Au lieu de cela, le Trésor a déclaré qu’il continuerait à «renforcer son engagement» avec le Vietnam et la Suisse et entamerait de telles discussions avec Taïwan, notamment en exhortant les partenaires commerciaux à lutter contre la sous-évaluation de leurs devises. Il n’y a pas de durée fixe pour la durée de ces pourparlers sans résolution.
Aujourd’hui en affaires
Mark Sobel, président du Forum officiel des institutions monétaires et financières, a déclaré que l’administration Biden était sage d’adopter une approche plus nuancée pour évaluer la façon dont les pays géraient les devises.
Il a noté que la Suisse était confrontée à des défis inhabituels en matière de politique monétaire et de valeur refuge et que les réserves de change du Vietnam étaient faibles lorsqu’il a reçu le label de manipulateur l’année dernière. Un gouvernement peut supprimer la valeur de sa monnaie en la vendant sur les marchés des changes et en accumulant des dollars.
De plus, selon M. Sobel, Taiwan, la Thaïlande et la Corée du Sud ont toujours été des contrevenants encore pires que la Suisse et le Vietnam, même si les États-Unis ont évité de les dénoncer.
«Je pense que la nouvelle équipe du Trésor est plus disposée à reconnaître que la divergence relative des politiques entre les États-Unis et les autres est un facteur important à cet égard», a déclaré M. Sobel. «Je pense également que l’approche de l’administration Trump était beaucoup plus belliqueuse en tant que proposition générale.»
Taïwan était le 10e partenaire commercial des États-Unis en 2019, selon le Bureau du représentant commercial des États-Unis.

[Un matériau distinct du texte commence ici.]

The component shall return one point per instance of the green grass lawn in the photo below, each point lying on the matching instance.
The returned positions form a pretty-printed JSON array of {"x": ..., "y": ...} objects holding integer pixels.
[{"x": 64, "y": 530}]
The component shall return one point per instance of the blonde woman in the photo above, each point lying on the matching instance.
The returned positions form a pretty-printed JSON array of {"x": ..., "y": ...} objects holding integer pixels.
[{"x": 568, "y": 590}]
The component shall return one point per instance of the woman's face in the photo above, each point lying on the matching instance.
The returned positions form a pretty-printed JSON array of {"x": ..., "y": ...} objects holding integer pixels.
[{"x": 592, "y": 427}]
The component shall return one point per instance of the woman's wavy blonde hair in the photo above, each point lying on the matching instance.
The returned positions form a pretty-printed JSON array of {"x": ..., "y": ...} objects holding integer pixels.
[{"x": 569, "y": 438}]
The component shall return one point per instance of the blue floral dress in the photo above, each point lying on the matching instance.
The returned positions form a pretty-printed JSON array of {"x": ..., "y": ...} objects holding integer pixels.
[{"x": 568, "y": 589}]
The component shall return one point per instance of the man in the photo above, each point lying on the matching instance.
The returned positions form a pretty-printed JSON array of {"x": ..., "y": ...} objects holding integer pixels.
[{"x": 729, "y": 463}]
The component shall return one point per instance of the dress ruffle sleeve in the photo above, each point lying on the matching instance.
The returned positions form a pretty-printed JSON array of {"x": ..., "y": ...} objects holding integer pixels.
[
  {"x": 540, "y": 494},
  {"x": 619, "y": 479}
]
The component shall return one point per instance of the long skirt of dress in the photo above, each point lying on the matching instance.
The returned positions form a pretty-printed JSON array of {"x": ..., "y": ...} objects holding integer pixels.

Le Vietnam était le 13e et la Suisse le 16e.
Alors que les États-Unis ont approfondi leurs liens avec Taïwan dans le cadre de leurs efforts pour affronter la Chine, l’administration Biden appelle également à un investissement majeur dans l’industrie américaine des semi-conducteurs afin de réduire la dépendance du pays vis-à-vis des importations en provenance de Taïwan et d’autres pays.
Le rapport du Trésor a déclaré que la banque centrale de Taïwan «continue d’intervenir activement sur le marché des changes» et que «des pratiques moins formelles de gestion du taux de change» avaient empêché le dollar taïwanais de refléter pleinement les fondamentaux macroéconomiques.
Les analystes de devises s’attendaient à ce que l’administration Biden fasse davantage pression sur Taïwan pour qu’elle modifie ses pratiques de change après la nomination de Brad Setser à un poste de direction au bureau du représentant commercial des États-Unis. En tant que membre du Council on Foreign Relations en 2019, M. Setser a écrit un rapport concluant que Taïwan cachait 130 milliards de dollars de réserves pour masquer ses interventions monétaires et que les arguments en faveur de la qualifier de manipulateur étaient plus solides que de nommer la Chine.
«Taïwan est vraiment intervenu à grande échelle pour maintenir une monnaie sous-évaluée pour un avantage concurrentiel», M. Setser a écrit sur Twitter à l’époque.
Le département du Trésor n’a pas qualifié la Chine de manipulateur de devises, lui demandant plutôt d’améliorer la transparence de ses pratiques de change.
Le Trésor a maintenu la Chine, le Japon, la Corée du Sud, l’Allemagne, l’Italie, l’Inde, la Malaisie, Singapour et la Thaïlande sur sa liste de surveillance des devises, et a ajouté l’Irlande et le Mexique.